Sensitivity analysis, an important component of determining uncertainty,13 was also undertaken to examine the robustness of results when a key cost driver was varied. Throughout the trial, it was assumed that the FPO unit was used at full capacity. The sensitivity analysis explored the cost implications of varying the levels of capacity. Based on the 2402 fetal heart rate traces identified as being eligible for trial inclusion8 and the lengths of time the trial was conducted at each hospital, we estimated that there were approximately 282 non-reassuring fetal heart rate traces per hospital per year. It was therefore assumed that an FPO unit would be required for 5.4 births/week (per hospital), varied from four births to seven births/week for the purposes of the sensitivity analysis.

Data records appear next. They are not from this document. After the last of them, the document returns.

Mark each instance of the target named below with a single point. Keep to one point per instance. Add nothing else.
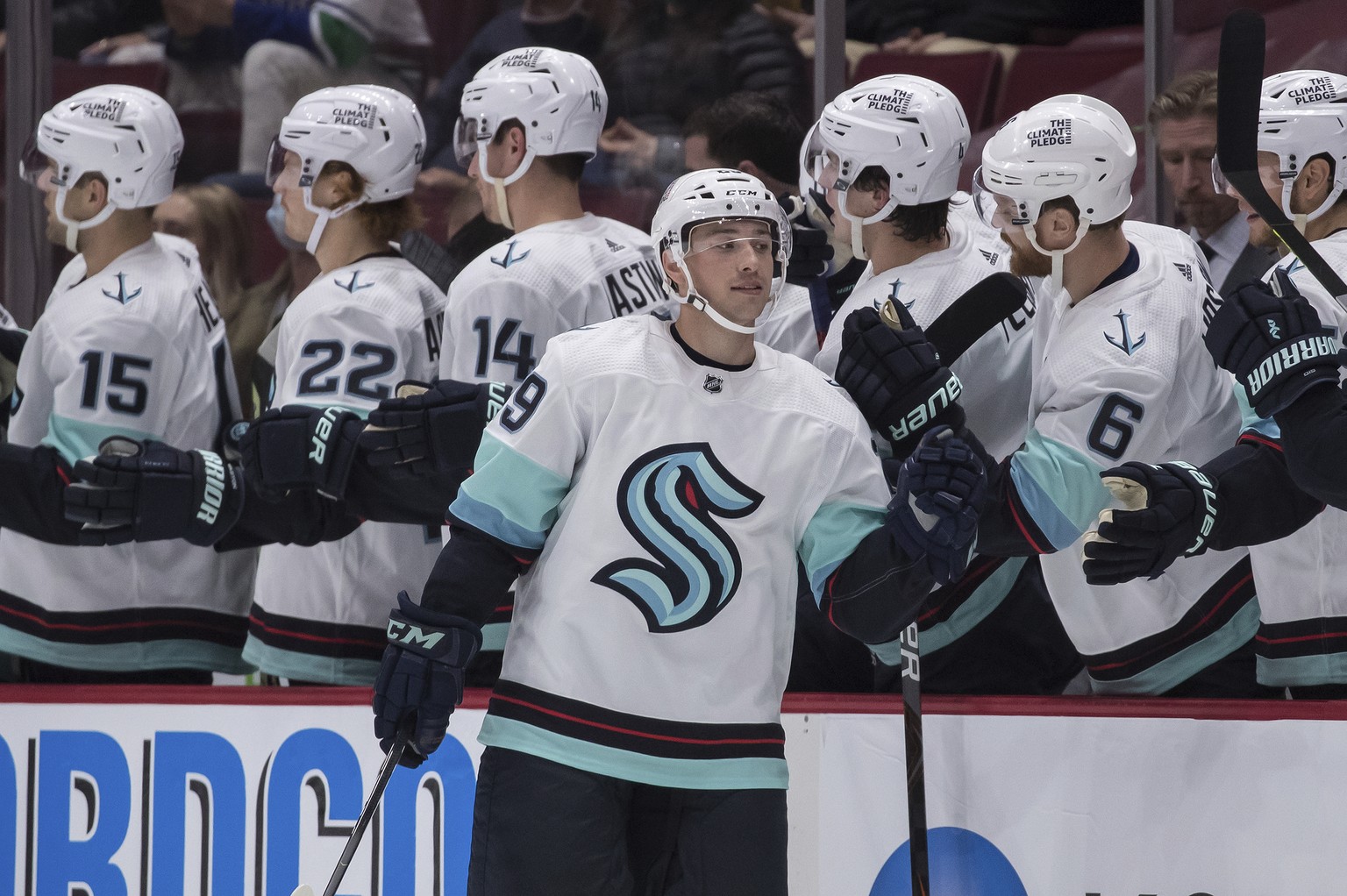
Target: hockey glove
(299, 446)
(896, 379)
(422, 675)
(1274, 344)
(937, 501)
(1172, 509)
(431, 427)
(151, 492)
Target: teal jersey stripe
(128, 657)
(830, 537)
(985, 599)
(1249, 419)
(1059, 487)
(688, 773)
(77, 439)
(495, 636)
(510, 497)
(1294, 672)
(1188, 662)
(307, 667)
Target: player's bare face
(1269, 174)
(1187, 147)
(299, 220)
(731, 263)
(1025, 260)
(176, 216)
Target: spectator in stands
(671, 58)
(211, 218)
(1184, 123)
(290, 49)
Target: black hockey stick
(972, 316)
(1239, 92)
(430, 258)
(395, 753)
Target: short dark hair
(751, 125)
(923, 223)
(1070, 205)
(568, 165)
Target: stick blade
(1239, 75)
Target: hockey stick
(973, 314)
(395, 753)
(1239, 78)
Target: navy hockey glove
(422, 675)
(1274, 344)
(431, 426)
(298, 446)
(1172, 509)
(151, 492)
(896, 379)
(937, 501)
(809, 252)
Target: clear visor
(731, 236)
(467, 132)
(275, 162)
(38, 168)
(994, 209)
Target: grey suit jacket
(1251, 266)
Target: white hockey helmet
(716, 195)
(911, 127)
(128, 135)
(1067, 146)
(557, 96)
(376, 131)
(1303, 115)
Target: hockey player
(633, 743)
(1246, 496)
(1117, 376)
(887, 153)
(131, 343)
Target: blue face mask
(276, 221)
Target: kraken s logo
(668, 500)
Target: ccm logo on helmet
(1055, 135)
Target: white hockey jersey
(1303, 579)
(1123, 376)
(788, 324)
(510, 299)
(136, 349)
(346, 340)
(670, 501)
(994, 371)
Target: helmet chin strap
(1058, 255)
(500, 183)
(699, 302)
(73, 228)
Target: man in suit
(1184, 123)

The location and spread of baseline demographic data were summarised using proportions, mean and SD or using median and interquartile range, as appropriate. Chi-square test/Fisher’s exact test, t tests or Mann–Whitney U test were used, as appropriate, to compare baseline patient characteristics for factors that may have influenced maternal or fetal morbidity. We planned to use regression modelling to address any differences in baseline patient characteristics, which may have influenced costings.21
As parametric assumptions do not necessarily hold for the ICER, bootstrap resamples were used to explore the statistical inferences of ICERs.20 Bootstrap resampling is based on repeated random sampling with replacement from an original sample to provide a collection of new pseudoreplicate samples, from which sampling variance can be estimated. In keeping with accepted practice, a total of 2000 replicates were taken from each sample and the bias-corrected accelerated method22 used to calculate 95% confidence intervals about the sample estimate of the ICER.
Statistical analyses were performed using SPSS for Windows, version 13 (SPSS Inc., Chicago, IL, USA) and @Risk software (Palisade Corporation, New York, NY, USA).